中学から、「体育大会」になるのだったか。
私の小学校では、「大運動会」という看板があがってたように思う。
「運動会」より立派そうに見えるので、誰かが「大」をつけたのだろうか。
私の一番記憶に残っている運動会は、小学校の、三年生か四年生の時の運動会である。
私たちの小学校は、水はけの悪い所にあって、ひどい雨が降ると付近一帯が水につかった。
運動場ばかりか、校舎まで水につかることもあった。
私の家から小学校までは、歩いて十分くらいだったが、道のりのちょうど半分くらいから土地が低くなる。
豪雨の後、水につかった道をジャブジャブ歩いていったことがある。
学校に着くと、運動場は水びたしで、誰もいなかった。
うれしくなって校舎に入ったら、廊下も水びたしで、傘立てがぷかぷか浮いていたというようなこともあった。
さて、その年、運動会の前の日に雨が降ったのである。
校庭には、所々水たまりが出来ていたが、「決行」ということだった。
こんな状態で、できるのかなと思っていると、本部席で、校長先生をはじめとする先生達や、PTAのおじさんたちが協議をはじめた。

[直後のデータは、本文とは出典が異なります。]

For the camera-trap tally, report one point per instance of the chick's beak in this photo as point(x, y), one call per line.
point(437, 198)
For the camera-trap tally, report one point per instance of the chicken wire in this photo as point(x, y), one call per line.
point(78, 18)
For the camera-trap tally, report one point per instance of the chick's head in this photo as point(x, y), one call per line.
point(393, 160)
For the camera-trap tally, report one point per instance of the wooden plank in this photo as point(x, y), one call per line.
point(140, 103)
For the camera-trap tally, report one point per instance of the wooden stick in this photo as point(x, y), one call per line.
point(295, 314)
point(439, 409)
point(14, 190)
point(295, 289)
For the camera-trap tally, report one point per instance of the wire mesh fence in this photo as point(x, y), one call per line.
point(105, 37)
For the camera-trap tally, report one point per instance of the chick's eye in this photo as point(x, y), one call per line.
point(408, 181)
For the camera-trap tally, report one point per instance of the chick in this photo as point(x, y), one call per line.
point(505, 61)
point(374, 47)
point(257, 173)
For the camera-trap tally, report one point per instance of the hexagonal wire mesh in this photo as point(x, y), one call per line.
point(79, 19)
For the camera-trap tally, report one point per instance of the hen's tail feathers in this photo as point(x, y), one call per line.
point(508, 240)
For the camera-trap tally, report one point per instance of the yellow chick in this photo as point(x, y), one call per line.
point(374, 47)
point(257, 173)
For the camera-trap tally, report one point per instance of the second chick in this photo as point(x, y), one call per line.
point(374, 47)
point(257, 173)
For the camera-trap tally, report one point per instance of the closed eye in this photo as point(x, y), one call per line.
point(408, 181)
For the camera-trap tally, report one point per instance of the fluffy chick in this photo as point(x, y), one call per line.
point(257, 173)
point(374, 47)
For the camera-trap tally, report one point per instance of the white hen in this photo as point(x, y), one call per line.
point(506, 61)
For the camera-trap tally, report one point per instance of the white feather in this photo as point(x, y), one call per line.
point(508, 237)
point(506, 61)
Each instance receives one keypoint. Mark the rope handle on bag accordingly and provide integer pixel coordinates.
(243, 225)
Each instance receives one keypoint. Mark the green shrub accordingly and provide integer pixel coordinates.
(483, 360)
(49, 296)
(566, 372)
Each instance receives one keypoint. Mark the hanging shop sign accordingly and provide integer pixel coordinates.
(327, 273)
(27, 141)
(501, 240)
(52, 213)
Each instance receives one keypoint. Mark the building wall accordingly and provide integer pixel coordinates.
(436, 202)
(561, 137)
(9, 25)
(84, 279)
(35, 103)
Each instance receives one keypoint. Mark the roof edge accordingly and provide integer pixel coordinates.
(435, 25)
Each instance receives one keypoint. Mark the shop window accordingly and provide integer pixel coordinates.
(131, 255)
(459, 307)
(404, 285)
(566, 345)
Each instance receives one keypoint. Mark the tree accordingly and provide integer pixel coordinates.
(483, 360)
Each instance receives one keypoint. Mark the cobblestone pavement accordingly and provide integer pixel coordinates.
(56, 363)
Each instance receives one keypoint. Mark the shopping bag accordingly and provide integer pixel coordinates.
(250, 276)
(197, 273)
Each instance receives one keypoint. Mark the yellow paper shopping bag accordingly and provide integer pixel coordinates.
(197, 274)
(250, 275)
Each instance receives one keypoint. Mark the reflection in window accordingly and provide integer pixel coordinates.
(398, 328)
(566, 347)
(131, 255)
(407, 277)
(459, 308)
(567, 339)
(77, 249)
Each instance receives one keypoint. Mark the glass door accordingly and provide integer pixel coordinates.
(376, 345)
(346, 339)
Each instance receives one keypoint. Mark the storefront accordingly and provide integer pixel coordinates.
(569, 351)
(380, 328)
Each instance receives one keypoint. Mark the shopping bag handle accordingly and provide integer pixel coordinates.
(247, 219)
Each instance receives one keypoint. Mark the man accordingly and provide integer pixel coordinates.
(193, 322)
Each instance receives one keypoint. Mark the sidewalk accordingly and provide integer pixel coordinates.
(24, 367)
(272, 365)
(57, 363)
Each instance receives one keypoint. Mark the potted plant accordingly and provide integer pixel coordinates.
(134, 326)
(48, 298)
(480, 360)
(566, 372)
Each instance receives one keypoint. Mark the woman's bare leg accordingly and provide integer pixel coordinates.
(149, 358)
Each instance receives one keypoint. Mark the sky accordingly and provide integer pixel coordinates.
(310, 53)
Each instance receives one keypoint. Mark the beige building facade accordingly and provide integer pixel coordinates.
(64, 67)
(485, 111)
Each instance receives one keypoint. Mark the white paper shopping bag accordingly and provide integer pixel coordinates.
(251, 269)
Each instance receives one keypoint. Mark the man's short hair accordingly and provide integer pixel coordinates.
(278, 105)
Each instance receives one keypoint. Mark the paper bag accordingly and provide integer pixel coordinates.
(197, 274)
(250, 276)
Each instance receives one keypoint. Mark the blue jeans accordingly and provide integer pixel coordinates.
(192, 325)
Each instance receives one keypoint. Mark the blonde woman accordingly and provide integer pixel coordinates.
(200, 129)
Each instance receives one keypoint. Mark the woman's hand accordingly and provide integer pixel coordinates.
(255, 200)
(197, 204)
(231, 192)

そして、PTAのおじさんが急ぎ足で校門を出て行った。
小型トラックで戻ってきたおじさんは、石油缶を持って来て、水たまりに何か液体をまいた。
多分、重油だったのだろう。
おじさんたちが、次々に火をつけていった。
水たまりは、すさまじい炎を上げて燃え出した。
黒い煙が上がった。
私は感激した。
やった!
これで一挙に水が蒸発して、乾いた運動場で運動会が出来る!
しばらくすると、火は消えた。
水たまりは汚れただけで、水は全く減らなかった。
なぜだ!私は本当にがっかりした。
また本部席で協議がはじまった。
またPTAのおじさんが急ぎ足で校門を出て行った。
今度の作戦は何だろうかと私は期待に胸を躍らせて待っていた。
小型トラックが、砂を積んで戻ってきた。
水たまりに砂を入れていった。
なーんだ、と思った。
夢が無い!というような気がしたのである。
砂のおかげで、なんとか運動会は出来たのであるが。